# creative plywood ceiling ideas?



## Brik (Jan 16, 2007)

Really nice plywood is expensive. FYI - You can get it pre-finished. Check out one of my local sources for ideas.
http://www.russellplywood.com/

Look for architectural panels.

Attaching will be with construction adhesive and nails. Depending on the plywood you can go over studs directly or you may need to go over drywall if its thin like paneling.

I saw this done once where the fasteners were incorporated into the design. They used black lag bolts with allen wrench sockets. The panels had finished edges, painted black. The panels were about 2'x3' if I recall correctly. and they had about a 1.5" space between them. They were shimmed down from a main ceiling by about 1.5". The main ceiling, or sub ceiling if you will, was also painted black. The panels were a pre-finished mahogany wood. 

It looked really neat. I considered doing this in my basement.

There are also beadboard options, in sheets or boards, that look nice.

Bottom line - This can be a real architectural feature or it can be a red flag when you go to sell, depending on how its done. If you just want to tak up plywood to cover some problem and avoid mudding thing you may be going down the wrong path. If you are doing it for design reasons then go for it and make it nice.

Take pictures as you go.


----------



## t_mccann (Nov 15, 2007)

hi Brik,

thank you for the information!

I'm not looking to use plywood to hide mudding problems, it's definitely for design purposes. I considered using planks, but it would be very labor intensive, and much more expensive.

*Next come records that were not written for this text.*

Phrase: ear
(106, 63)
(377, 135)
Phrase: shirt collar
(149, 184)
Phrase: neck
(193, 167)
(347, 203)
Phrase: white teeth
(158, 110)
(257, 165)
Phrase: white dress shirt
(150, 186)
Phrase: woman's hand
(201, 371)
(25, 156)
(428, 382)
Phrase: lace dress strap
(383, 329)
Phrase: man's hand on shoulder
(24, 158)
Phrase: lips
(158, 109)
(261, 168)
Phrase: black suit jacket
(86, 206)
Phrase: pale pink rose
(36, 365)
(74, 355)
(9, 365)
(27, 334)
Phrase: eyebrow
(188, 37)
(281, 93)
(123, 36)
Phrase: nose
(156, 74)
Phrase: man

I like the black lag bolt/allen idea. I should start checking out fastener options..

Thanks again!


----------



## jackson726 (Feb 11, 2012)

*Charlie*

I saw a basement plywood ceiling idea from Josh Temple on DIY. Can anyone tell me where to look it up online?


----------



## joecaption (Nov 30, 2011)

The big draw back is all the seams. Concider something like this.
http://images.search.yahoo.com/search/images?_adv_prop=image&fr=slv8-w3i&va=coffered+ceiling+design


----------



## Hardway (Dec 28, 2011)

http://www.gp.com/build/product.aspx?pid=1401


----------



## Blondesense (Sep 23, 2008)

OP hasn't been back in like, five years.
Old thread


----------



## MNsawyergp (Jan 30, 2012)

I did the ceilings in an entire house some years ago. It already had beam ceilings in the dining room and living rooom. I had to duplicate this in the rest of the house and turn everything into coffered ceilings. Once the beams were installed around the perimeters and in rows, we installed 1/4" lauan plywood to the ceilings with screws. After this we spread contact cement on the lauan plywood and the back of 1/4" birch, cherry, or walnut plywood/prefinished, depending on the "theme" of the room and stuck the finished plywood in place like you would install laminate, by rolling it out. No nails could be used on the face. That is why we used contact cement. Once the finished plywood was up, the rest of the coffered ceiling covered the joints in the finished plywood.


----------



## Karmal (Feb 21, 2012)

jackson726 said:


> I saw a basement plywood ceiling idea from Josh Temple on DIY. Can anyone tell me where to look it up online?
> 
> I have been looking for that Josh Temple "Quick Tip" on the DIY website for days and cannot find it. It's exactly what I want to do with my basement ceiling and it looked fairly easy. We want to make it look like a floating ceiling with fairly large gaps (4-6 inches) between the boards to give a shading effect. The unfinished ceiling is already painted black. Any ideas for fasteners to give it the "floating look"?


----------



## Georgefloorman (Feb 28, 2012)

*Moving from main coffered room into hallway...*

Because of low ceilings, I'm having to do the "faux" coffered ceilings, using 1x4s and beadboard in the centers. One fellow mentioned that it's not necessary to take the coffering into adjacent hallways. The passage to our hall is not a standard headered doorway, but an open smooth flow of den to hall ceiling. It seems sort of cheesy to end the coffering in the den with a trim piece where the hallway begins. Is there a good way to stop without going down the hall, or is taking it down the hall better? By the way, I'm getting rid of old popcorn ceilings. Thanks.


----------



## DangerMouse (Jul 17, 2008)

Old or not, some threads are welcomed being bumped. Here's a sample of (1/4") plywood on a ceiling.
http://www.diychatroom.com/f49/my-40-300-sq-ft-homemade-birch-walnut-ceiling-31309/

DM


----------



## Georgefloorman (Feb 28, 2012)

*Looks good!*

DM, That's a good looking ceiling, especially for the price. The transitions in between the boards are sort of what I'm thinking about if I need to end my coffering in the den without going down the hall. Then again, I may take the coffers and beadboards on down the hall just to make the wife happier.


----------



## DangerMouse (Jul 17, 2008)

ALWAYS keep the wife happy! It just makes your life SOOOO much easier.

DM


----------